In this tutorial we will see how to publish the Azure Predictive Experiment we have built as a Web Service.
If you have your own Azure ML Experiment, great! If you don’t go ahead and check out the other two tutorials in this series and return back here to complete it.
Publish your experiment as a Web Service
Once you are ready find the Set up Web Service button on the bottom and click Predictive Web Service.
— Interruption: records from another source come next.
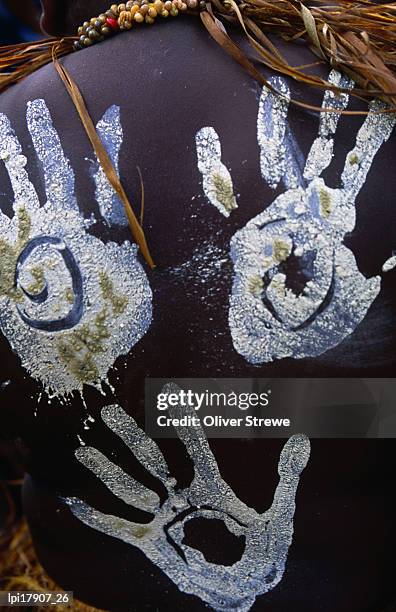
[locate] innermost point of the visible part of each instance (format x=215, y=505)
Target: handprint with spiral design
x=267, y=535
x=70, y=304
x=297, y=291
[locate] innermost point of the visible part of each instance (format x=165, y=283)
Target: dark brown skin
x=342, y=554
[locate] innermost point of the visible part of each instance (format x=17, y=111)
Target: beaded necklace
x=125, y=16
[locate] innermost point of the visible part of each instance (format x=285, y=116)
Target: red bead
x=112, y=23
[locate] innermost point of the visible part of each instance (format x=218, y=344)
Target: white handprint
x=299, y=239
x=69, y=304
x=267, y=535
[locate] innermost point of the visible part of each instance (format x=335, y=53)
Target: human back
x=187, y=318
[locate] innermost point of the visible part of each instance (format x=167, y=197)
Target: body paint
x=267, y=535
x=66, y=317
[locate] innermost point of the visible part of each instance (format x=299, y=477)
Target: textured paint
x=280, y=156
x=217, y=182
x=110, y=131
x=66, y=317
x=297, y=291
x=268, y=535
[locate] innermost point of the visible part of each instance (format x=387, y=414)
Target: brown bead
x=125, y=17
x=93, y=35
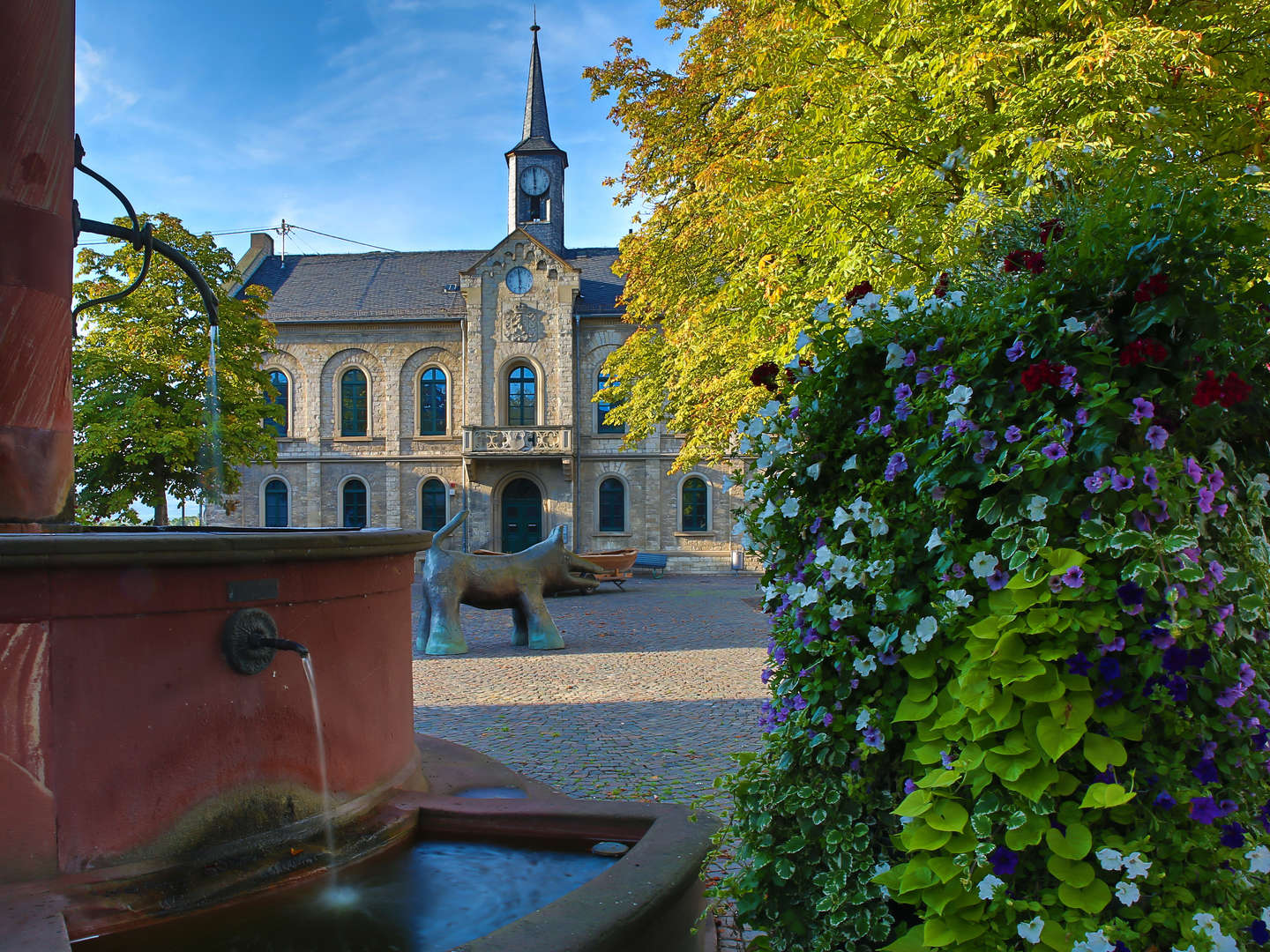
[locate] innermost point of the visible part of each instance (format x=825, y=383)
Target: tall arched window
x=277, y=421
x=432, y=403
x=612, y=505
x=352, y=404
x=602, y=409
x=693, y=499
x=354, y=504
x=276, y=508
x=522, y=398
x=432, y=504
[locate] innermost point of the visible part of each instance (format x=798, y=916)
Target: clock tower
x=534, y=167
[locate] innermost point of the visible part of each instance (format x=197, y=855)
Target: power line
x=276, y=228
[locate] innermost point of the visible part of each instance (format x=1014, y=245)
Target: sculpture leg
x=444, y=635
x=544, y=635
x=421, y=635
x=521, y=632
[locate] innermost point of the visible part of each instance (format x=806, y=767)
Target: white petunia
x=843, y=609
x=1127, y=893
x=1036, y=508
x=1110, y=859
x=1032, y=929
x=983, y=564
x=926, y=628
x=1136, y=867
x=989, y=885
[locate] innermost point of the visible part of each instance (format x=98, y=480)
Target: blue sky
x=361, y=118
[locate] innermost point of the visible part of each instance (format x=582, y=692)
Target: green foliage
x=143, y=427
x=1016, y=555
x=802, y=147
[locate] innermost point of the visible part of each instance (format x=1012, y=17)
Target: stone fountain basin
x=651, y=899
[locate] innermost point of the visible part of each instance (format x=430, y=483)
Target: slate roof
x=406, y=285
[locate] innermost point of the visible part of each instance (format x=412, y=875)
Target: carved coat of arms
x=522, y=324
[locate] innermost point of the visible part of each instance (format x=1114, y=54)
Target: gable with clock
x=415, y=383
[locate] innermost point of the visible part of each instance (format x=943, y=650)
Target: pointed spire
x=537, y=130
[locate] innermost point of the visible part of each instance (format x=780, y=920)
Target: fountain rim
x=133, y=546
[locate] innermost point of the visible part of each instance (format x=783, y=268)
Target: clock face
x=519, y=280
x=534, y=181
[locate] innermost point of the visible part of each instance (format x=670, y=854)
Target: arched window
x=352, y=404
x=277, y=421
x=276, y=504
x=612, y=505
x=354, y=504
x=432, y=403
x=522, y=398
x=432, y=504
x=602, y=409
x=693, y=498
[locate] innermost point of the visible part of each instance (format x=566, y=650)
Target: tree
x=803, y=147
x=143, y=421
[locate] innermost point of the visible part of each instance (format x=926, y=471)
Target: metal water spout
x=250, y=639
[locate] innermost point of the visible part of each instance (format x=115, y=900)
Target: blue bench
x=651, y=560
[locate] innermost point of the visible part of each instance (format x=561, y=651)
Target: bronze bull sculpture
x=517, y=582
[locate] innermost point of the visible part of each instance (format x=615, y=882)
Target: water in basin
x=429, y=897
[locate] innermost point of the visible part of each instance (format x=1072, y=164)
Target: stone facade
x=527, y=309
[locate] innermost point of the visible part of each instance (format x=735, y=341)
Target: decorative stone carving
x=522, y=324
x=517, y=582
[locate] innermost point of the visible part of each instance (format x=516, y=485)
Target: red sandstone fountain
x=144, y=777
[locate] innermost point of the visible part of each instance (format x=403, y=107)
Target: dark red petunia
x=857, y=292
x=765, y=376
x=1041, y=374
x=1151, y=288
x=1208, y=390
x=1143, y=351
x=1235, y=390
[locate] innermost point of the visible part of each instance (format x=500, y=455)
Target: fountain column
x=37, y=159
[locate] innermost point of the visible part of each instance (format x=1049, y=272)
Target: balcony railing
x=517, y=441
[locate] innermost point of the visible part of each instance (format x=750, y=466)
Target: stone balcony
x=519, y=442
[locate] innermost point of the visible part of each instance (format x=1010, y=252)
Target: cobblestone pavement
x=655, y=687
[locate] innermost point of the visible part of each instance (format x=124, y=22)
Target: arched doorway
x=521, y=516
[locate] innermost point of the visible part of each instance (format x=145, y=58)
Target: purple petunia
x=998, y=579
x=1157, y=437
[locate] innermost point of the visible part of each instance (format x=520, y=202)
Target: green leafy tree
x=143, y=421
x=803, y=147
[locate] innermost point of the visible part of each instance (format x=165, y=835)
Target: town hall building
x=413, y=385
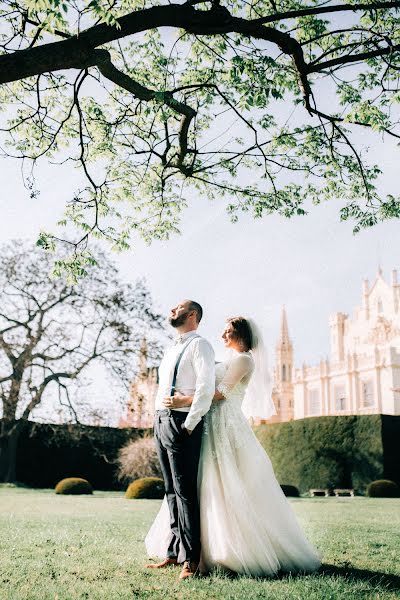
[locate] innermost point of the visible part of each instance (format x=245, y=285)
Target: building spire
x=143, y=357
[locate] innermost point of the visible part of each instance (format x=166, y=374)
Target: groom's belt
x=169, y=411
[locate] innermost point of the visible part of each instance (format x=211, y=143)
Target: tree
x=234, y=99
x=51, y=333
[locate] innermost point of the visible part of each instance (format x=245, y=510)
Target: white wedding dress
x=247, y=524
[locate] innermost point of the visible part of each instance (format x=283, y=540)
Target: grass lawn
x=65, y=547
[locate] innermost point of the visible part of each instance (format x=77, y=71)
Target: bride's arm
x=238, y=368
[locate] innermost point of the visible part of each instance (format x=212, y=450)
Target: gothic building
x=361, y=376
x=282, y=391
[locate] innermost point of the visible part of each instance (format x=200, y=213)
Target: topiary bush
x=151, y=488
x=73, y=485
x=138, y=459
x=290, y=490
x=383, y=488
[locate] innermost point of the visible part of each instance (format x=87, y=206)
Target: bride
x=247, y=525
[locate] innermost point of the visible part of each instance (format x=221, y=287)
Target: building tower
x=142, y=393
x=282, y=392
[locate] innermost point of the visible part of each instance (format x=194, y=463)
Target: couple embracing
x=223, y=506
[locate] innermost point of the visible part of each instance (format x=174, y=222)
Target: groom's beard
x=179, y=321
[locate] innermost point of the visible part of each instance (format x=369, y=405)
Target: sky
x=314, y=265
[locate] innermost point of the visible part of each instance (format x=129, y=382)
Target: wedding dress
x=247, y=524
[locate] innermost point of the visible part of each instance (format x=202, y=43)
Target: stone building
x=362, y=374
x=142, y=394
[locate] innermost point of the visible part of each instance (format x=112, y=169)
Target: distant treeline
x=334, y=452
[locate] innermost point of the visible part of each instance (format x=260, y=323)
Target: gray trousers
x=179, y=455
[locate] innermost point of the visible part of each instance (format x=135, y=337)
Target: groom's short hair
x=192, y=305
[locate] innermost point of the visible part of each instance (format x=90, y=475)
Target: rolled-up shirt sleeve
x=204, y=367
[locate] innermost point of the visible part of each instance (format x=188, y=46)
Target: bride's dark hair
x=241, y=331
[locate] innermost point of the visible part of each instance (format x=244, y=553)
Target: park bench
x=319, y=492
x=343, y=492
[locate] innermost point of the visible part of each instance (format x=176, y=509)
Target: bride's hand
x=177, y=401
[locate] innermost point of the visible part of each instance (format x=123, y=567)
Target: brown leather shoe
x=189, y=569
x=167, y=562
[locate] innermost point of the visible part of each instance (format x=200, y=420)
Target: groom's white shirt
x=196, y=376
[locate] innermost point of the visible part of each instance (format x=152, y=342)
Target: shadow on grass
x=386, y=581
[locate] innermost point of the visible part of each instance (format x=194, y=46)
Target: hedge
x=333, y=452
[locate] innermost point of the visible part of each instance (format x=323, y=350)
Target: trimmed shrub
x=151, y=488
x=383, y=488
x=138, y=459
x=73, y=485
x=290, y=490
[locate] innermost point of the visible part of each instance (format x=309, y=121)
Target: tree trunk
x=9, y=437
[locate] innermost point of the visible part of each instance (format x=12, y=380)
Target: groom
x=187, y=367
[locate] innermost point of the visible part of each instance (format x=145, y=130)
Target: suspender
x=178, y=362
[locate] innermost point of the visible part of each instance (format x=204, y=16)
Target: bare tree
x=151, y=116
x=50, y=333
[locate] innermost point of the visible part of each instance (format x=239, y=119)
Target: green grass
x=65, y=547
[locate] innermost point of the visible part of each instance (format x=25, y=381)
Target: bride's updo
x=241, y=332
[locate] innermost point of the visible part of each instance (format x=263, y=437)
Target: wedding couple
x=223, y=506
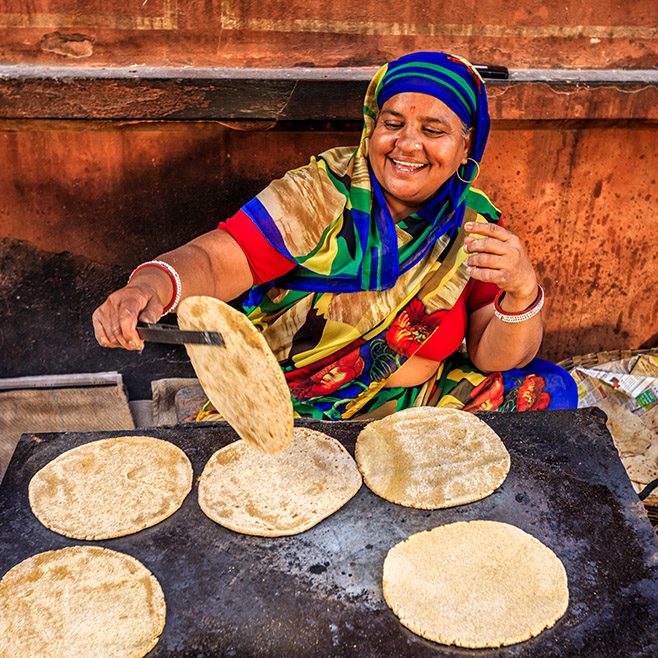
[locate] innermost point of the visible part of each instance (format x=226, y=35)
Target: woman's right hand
x=115, y=320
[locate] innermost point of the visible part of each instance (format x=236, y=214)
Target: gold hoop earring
x=477, y=172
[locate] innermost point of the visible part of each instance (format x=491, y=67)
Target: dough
x=81, y=601
x=276, y=495
x=243, y=379
x=431, y=458
x=112, y=487
x=475, y=584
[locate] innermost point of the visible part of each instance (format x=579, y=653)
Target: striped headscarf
x=356, y=246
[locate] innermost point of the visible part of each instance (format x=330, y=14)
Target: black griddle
x=319, y=593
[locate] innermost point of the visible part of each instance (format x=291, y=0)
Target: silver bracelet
x=522, y=316
x=173, y=276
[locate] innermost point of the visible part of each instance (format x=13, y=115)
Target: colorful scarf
x=367, y=292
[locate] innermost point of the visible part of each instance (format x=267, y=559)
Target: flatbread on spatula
x=431, y=458
x=112, y=487
x=276, y=495
x=243, y=379
x=80, y=602
x=475, y=584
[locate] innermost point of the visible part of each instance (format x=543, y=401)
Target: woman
x=368, y=267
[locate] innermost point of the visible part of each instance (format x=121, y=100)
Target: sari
x=367, y=292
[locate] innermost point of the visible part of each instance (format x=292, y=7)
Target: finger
x=101, y=332
x=128, y=326
x=488, y=230
x=152, y=312
x=488, y=245
x=488, y=261
x=488, y=275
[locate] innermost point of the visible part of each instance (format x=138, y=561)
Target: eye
x=433, y=132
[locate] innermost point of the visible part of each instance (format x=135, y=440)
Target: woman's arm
x=212, y=264
x=499, y=257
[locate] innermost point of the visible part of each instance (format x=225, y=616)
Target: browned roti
x=80, y=602
x=475, y=584
x=111, y=488
x=243, y=379
x=431, y=458
x=276, y=495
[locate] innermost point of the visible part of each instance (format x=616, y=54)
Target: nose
x=409, y=140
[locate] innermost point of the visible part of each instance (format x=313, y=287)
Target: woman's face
x=417, y=144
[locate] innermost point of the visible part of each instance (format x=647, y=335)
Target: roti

Azure Machine Learning creates a Predictive Experiment similar to the one we had. The only difference is our Train Matchbox Recommender is now a trained model and we have an input and output. We can have only one input and one output in a Predictive Experiment so if we want to try different scenarios we have to create a different Web Service for each one.
We move the input from to top to the Score Matchbox Recommender because we want Azure ML Studio to enter the User Id there. To name the output and input click on them and give them a name.
Then we have to run the experiment to validate it again. After a successful run Click the Deploy Web Service button on the bottom. Your Web Service is ready! You will be taken to the following screen.
You can see the API key here. Click the Test (still in preview) link to test the response. On the following screen that loads click the Test Endpoint.
Here you can test your endpoint. Add a random user id that does not exist on the dataset and see the results.
Next go back and go to the User Endpoint screen. Here you can find examples on how to use your endpoint from code and all relevant information.
In the Dashboard you can see stats about your web service.
From this portal you have a lot of options, you can make batch requests and retrain your model.